Women within this body type have higher levels of testosterone and thus carry larger amounts of estrogen. Together, this a powerful catalyst in the muscle building formula. However, since most women carry upwards of 15 times less testosterone than men, it is super unlikely they are going to get jacked and tan!
Cardio Is Not King
The scale-obsessed female society is the antithesis to weight training, yet this could not be further from truth when aesthetics is being measured. Cardio has been deemed the all mighty weight-loss king but, in reality, weight training is the torch that fires through fat because of the metabolic and hormonal encouragement it has on the female physiology.

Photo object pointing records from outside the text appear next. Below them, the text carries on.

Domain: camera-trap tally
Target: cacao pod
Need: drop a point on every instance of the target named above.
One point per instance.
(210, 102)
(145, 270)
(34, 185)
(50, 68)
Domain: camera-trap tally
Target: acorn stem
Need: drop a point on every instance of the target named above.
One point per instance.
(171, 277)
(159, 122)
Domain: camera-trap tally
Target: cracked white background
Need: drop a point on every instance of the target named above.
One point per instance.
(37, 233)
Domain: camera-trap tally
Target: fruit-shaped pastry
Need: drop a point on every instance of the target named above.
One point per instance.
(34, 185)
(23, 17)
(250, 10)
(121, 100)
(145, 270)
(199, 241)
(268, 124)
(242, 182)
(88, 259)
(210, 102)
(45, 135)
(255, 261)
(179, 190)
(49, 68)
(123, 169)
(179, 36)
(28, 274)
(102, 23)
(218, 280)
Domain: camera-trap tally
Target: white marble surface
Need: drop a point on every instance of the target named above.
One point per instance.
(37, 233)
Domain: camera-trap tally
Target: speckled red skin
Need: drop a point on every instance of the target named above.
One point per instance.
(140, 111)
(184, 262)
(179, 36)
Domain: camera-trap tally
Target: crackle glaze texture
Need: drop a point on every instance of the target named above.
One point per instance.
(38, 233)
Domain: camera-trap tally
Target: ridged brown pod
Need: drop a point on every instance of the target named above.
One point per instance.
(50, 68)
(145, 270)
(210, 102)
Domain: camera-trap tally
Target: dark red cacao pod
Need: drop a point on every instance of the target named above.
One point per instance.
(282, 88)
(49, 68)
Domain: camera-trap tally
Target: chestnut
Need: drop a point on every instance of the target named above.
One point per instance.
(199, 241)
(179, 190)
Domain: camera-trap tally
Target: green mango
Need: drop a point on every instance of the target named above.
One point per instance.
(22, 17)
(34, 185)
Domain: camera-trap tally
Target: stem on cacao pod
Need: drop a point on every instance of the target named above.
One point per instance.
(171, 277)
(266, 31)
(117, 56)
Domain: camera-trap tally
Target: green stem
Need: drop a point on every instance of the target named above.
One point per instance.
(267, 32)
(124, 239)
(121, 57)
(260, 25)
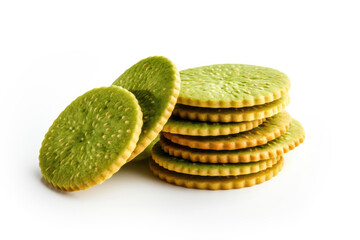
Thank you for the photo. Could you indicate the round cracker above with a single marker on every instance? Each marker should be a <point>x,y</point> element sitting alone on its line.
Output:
<point>155,82</point>
<point>231,85</point>
<point>91,139</point>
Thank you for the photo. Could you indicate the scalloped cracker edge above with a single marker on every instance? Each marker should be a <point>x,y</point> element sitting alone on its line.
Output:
<point>215,183</point>
<point>290,140</point>
<point>232,115</point>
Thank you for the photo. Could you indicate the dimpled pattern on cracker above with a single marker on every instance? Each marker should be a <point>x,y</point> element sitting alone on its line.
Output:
<point>155,82</point>
<point>279,146</point>
<point>185,127</point>
<point>231,85</point>
<point>91,139</point>
<point>218,182</point>
<point>207,169</point>
<point>272,128</point>
<point>232,114</point>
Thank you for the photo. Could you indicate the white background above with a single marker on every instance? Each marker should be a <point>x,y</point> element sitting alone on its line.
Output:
<point>50,53</point>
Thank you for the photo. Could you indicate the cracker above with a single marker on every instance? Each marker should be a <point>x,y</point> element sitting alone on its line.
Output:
<point>272,128</point>
<point>177,125</point>
<point>279,146</point>
<point>215,183</point>
<point>231,85</point>
<point>147,152</point>
<point>232,114</point>
<point>91,139</point>
<point>208,169</point>
<point>155,82</point>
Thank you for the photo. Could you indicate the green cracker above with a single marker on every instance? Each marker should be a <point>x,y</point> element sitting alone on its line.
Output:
<point>155,82</point>
<point>91,139</point>
<point>218,182</point>
<point>231,85</point>
<point>279,146</point>
<point>272,128</point>
<point>232,114</point>
<point>208,169</point>
<point>176,125</point>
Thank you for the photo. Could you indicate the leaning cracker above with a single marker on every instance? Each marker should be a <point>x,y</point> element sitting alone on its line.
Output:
<point>208,169</point>
<point>91,139</point>
<point>272,128</point>
<point>215,183</point>
<point>231,85</point>
<point>232,114</point>
<point>155,82</point>
<point>185,127</point>
<point>279,146</point>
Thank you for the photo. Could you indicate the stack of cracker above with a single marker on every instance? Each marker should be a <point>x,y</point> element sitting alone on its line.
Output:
<point>228,129</point>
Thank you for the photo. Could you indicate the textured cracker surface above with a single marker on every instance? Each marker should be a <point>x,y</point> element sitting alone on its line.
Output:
<point>215,183</point>
<point>91,139</point>
<point>177,125</point>
<point>155,82</point>
<point>272,128</point>
<point>208,169</point>
<point>232,114</point>
<point>279,146</point>
<point>231,85</point>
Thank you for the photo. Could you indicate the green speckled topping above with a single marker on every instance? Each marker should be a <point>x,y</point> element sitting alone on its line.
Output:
<point>231,85</point>
<point>96,131</point>
<point>155,82</point>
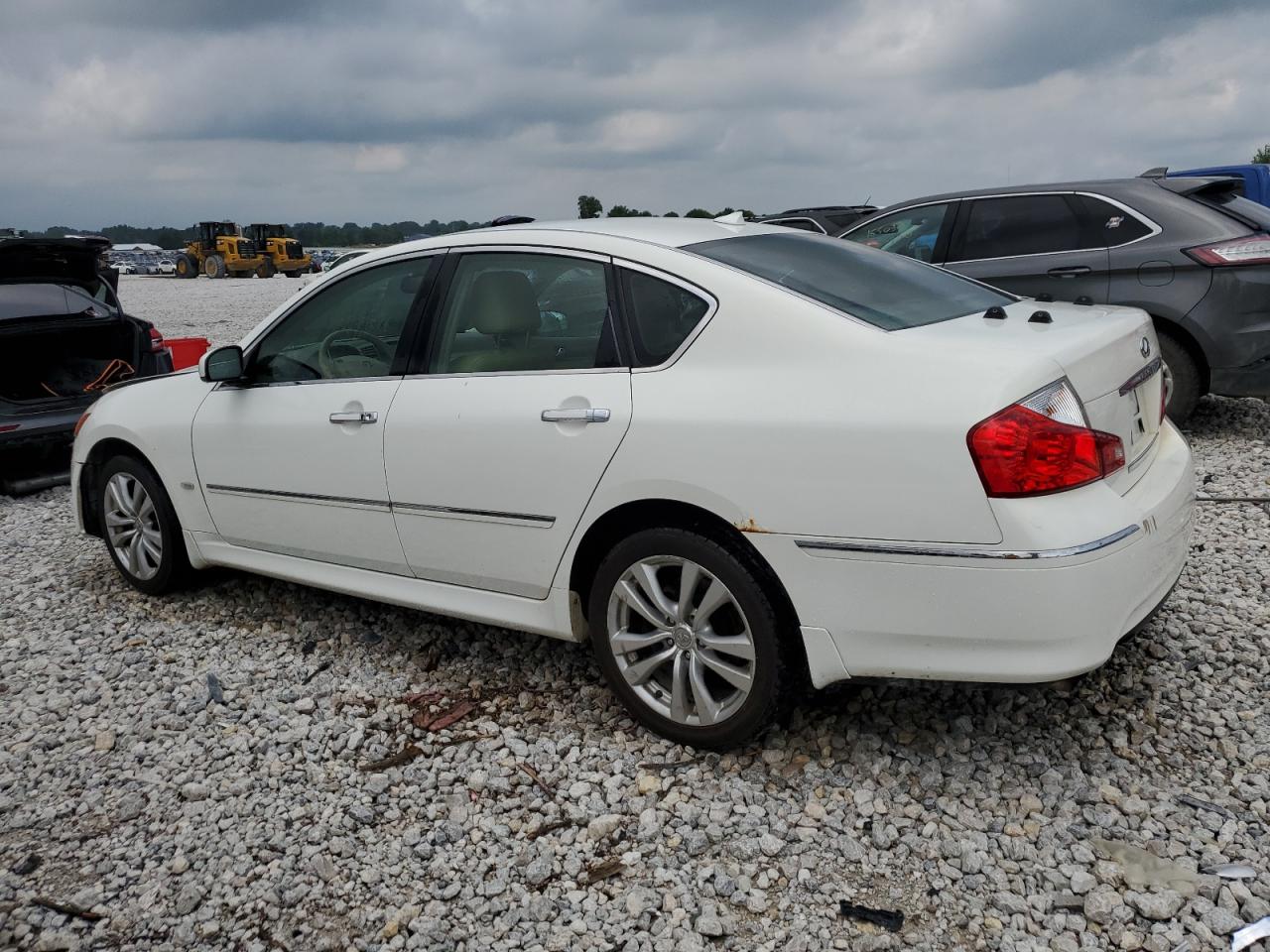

This effect is inspired by the baseline of calories your body is capable of burning each day because of the energy expensive tissue you build called muscle. Sure, you may not see that scale move south as quickly as you like, but rest assured those favorite jeans will become looser because you are getting smaller!
Cardio teaches the body to become efficient at burning fat but, when coupled with an energy-restricting diet (and the two usually go hand in hand), it will throw a bomb loaded with metabolic damage that is the nightmare of overtraining.
A well-architected weight training program twirled with intermittent bouts of specialized cardio is the brilliant blueprint behind that fit’tasticly lean physique women go all-out for.
Try It for Yourself
The following is a sample weight training sesh that incorporates compound and isolation movements wrapped up with specialized cardio that pack a synergistic punch in shedding fat and exposing a strong and lean physique:
1. AMRAP with as much intensity as possible to be completed within 30 minutes. Each exercise has a corresponding rep scheme that is associated with the weight chosen. Also, all must be performed with solid form, so rest during the sets when needed. Safety first!
|KB or DB Overhead Press
|Floor KB Press with Glute Bridge
2. 8 rounds of HIIT
Max intensity: 30 seconds
Lowest intensity: 60 seconds
3. 18 minutes of steady-state cardio. Using a rate of perceived exertion scale, you should be at a 5.